In the technical scheme of the disclosure, the related processes of collecting, storing, using, processing, transmitting, providing, disclosing and the like of the personal information of the user accord with the regulations of related laws and regulations, and the public order colloquial is not violated.
FIG. 1 illustrates an exemplary system architecture 100 in which embodiments of a data copy storage method of a distributed system, a data copy access method of a distributed system, an apparatus, an electronic device, and a computer-readable storage medium of the present disclosure may be applied.
As shown in fig. 1, a system architecture 100 may include terminal devices 101, 102, 103, a network 104, and a server 105. The network 104 is used as a medium to provide communication links between the terminal devices 101, 102, 103 and the server 105. The network 104 may include various connection types, such as wired, wireless communication links, or fiber optic cables, among others.
The user may interact with the server 105 via the network 104 using the terminal devices 101, 102, 103 to receive or send messages or the like. Various applications for implementing information communication between the terminal devices 101, 102, 103 and the server 105 may be installed on the terminal devices, for example, a data copy storage application of the distributed system, a data copy access application of the distributed system, an instant messaging application, and the like.
The terminal devices 101, 102, 103 and the server 105 may be hardware or software. When the terminal devices 101, 102, 103 are hardware, they may be various electronic devices with display screens, including but not limited to smartphones, tablet computers, laptop computers, desktop computers, etc., and when the terminal devices 101, 102, 103 are software, they may be installed in the above-listed electronic devices, which may be implemented as a plurality of software or software modules, or as a single software or software module, which is not particularly limited herein. When the server 105 is hardware, it may be implemented as a distributed server cluster formed by a plurality of servers, or may be implemented as a single server, and when the server is software, it may be implemented as a plurality of software or software modules, or may be implemented as a single software or software module, which is not limited herein specifically.
The server 105 can provide various services through various built-in applications, for example, a data copy storage application of the distributed system can be provided, and when the data copy storage application of the distributed system is operated, the server 105 can achieve the following effects that the weight value of a physical node is determined based on the state information of the physical node in the distributed system, wherein the state information comprises the load information of the physical node, the physical nodes which are distributed into different logic partitions in the distributed system are combined into a distribution group based on the weight value of the physical node, and a plurality of fragments of the data copy are stored in the physical nodes of the same distribution group.
It should be noted that the status information of the physical nodes may be stored in advance in the server 105 in various ways, in addition to being acquired from the terminal devices 101, 102, 103 through the network 104. Thus, when the server 105 detects that such data has been stored locally, it may choose to obtain the data directly from the local, in which case the exemplary system architecture 100 may not include the terminal devices 101, 102, 103 and the network 104.

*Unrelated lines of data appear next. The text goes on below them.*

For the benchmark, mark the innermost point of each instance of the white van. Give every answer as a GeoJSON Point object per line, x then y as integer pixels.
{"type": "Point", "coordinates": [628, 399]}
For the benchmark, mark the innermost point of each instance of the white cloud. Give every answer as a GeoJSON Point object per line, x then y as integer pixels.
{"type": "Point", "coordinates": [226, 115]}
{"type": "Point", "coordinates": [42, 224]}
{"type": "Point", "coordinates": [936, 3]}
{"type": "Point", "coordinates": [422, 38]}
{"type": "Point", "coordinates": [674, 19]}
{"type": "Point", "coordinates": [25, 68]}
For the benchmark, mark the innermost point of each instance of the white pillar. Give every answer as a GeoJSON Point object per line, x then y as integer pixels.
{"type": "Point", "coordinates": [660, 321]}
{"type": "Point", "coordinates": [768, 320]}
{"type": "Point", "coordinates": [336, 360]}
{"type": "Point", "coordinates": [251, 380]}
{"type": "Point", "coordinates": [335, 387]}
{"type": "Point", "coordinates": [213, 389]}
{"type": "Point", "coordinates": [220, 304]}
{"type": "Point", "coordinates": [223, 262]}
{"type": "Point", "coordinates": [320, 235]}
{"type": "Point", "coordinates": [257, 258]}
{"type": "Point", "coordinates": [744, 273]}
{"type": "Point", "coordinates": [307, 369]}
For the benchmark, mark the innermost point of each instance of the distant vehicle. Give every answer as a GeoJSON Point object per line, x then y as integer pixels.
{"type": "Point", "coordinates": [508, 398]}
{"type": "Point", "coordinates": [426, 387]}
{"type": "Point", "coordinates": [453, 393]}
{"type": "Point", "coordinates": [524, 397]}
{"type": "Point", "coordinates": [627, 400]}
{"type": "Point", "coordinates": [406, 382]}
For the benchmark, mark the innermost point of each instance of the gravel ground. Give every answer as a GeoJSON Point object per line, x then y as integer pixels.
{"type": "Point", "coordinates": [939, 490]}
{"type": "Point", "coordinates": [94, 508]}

Since determining the state information of the physical node needs to occupy more computing resources and stronger computing power, the data copy storage method of the distributed system or the data copy access method of the distributed system provided in the subsequent embodiments of the present disclosure is generally performed by the server 105 having stronger computing power and more computing resources, and accordingly, the data copy storage or access device of the distributed system is also generally provided in the server 105. However, it should be noted that, when the terminal devices 101, 102, 103 also have the required computing capability and computing resources, the terminal devices 101, 102, 103 may also complete each operation performed by the server 105 through the data copy storage application of the distributed system and the data copy access application of the distributed system installed thereon, and further output the same result as the server 105. Especially, in the case that there are multiple terminal devices with different computing capabilities at the same time, when the data copy storage application of the distributed system or the data copy access application of the distributed system determines that the terminal device where the data copy storage application of the distributed system is located has a stronger computing capability and more computing resources remain, the terminal device may perform the above operation, so that the computing pressure of the server 105 is properly reduced, and correspondingly, the data copy storage or access device of the distributed system may also be provided in the terminal devices 101, 102, 103. In this case, the exemplary system architecture 100 may also not include the server 105 and the network 104.
It should be understood that the number of terminal devices, networks and servers in fig. 1 is merely illustrative. There may be any number of terminal devices, networks, and servers, as desired for implementation.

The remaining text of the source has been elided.